С другой стороны, когда почерковед обладает правом решающего голоса при определении, подлинная ли подпись избирателя или нет, тоже нелогично. Вот приходит в комиссию избиратель и удостоверяет: «Да, это я подписался за кандидата!» А ему возражают: «Нет, графолог считает, что тут не ваша подпись.  До свидания». Ну ведь абсурд. Важно то, поддерживает ли данный избиратель кандидата или нет, а не то, как оформлены бумажки.

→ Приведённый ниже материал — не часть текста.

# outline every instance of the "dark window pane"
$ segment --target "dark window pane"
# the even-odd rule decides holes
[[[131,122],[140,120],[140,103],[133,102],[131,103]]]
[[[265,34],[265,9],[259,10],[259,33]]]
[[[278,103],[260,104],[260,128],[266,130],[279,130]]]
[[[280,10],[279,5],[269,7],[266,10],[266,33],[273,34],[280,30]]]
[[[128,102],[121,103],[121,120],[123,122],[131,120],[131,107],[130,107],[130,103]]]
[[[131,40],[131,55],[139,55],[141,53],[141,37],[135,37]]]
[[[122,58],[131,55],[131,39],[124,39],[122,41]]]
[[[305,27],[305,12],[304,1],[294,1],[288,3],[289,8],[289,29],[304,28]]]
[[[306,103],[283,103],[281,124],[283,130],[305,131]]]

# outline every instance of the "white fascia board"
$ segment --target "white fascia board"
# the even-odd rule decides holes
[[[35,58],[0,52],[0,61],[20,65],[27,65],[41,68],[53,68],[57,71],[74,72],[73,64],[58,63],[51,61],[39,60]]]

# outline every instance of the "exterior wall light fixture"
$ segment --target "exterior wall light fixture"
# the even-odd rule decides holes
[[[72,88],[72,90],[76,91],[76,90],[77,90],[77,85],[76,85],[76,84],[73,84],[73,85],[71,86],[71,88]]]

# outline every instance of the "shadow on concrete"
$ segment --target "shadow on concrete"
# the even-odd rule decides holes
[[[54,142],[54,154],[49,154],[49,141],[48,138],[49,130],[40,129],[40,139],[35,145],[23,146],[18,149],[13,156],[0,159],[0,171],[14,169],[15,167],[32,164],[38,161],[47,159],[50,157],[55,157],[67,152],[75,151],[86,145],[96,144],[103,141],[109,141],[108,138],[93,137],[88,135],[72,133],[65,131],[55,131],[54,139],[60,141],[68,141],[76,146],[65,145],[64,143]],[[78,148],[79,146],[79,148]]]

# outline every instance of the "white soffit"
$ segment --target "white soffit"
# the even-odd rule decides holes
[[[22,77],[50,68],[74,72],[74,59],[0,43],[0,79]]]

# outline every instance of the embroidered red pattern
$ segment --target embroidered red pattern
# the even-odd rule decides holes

Тем не менее с «подписным» фильтром надо что-то делать, и один из способов изменить ситуацию предложили мы, российская ассоциация по связям с общественностью (РАСО), а именно разрешить кандидатам собирать подписи в электронном виде через сервис «Госуслуги». Эта инициатива зарегистрирована на сайте «Российская общественная инициатива», так что все, кто обладает электронной подписью, могут там за данное предложение проголосовать. Нужно собрать 100 тысяч подписей, чтобы показать общественную поддержку этой идеи. Уверен, что она снимет целый ряд проблем, и те кандидаты, которые были не допущены на выборы в Московскую городскую Думу, могли бы призвать своих сторонников поддержать нашу инициативу, чтобы избавиться от «подписного фильтра» в будущем.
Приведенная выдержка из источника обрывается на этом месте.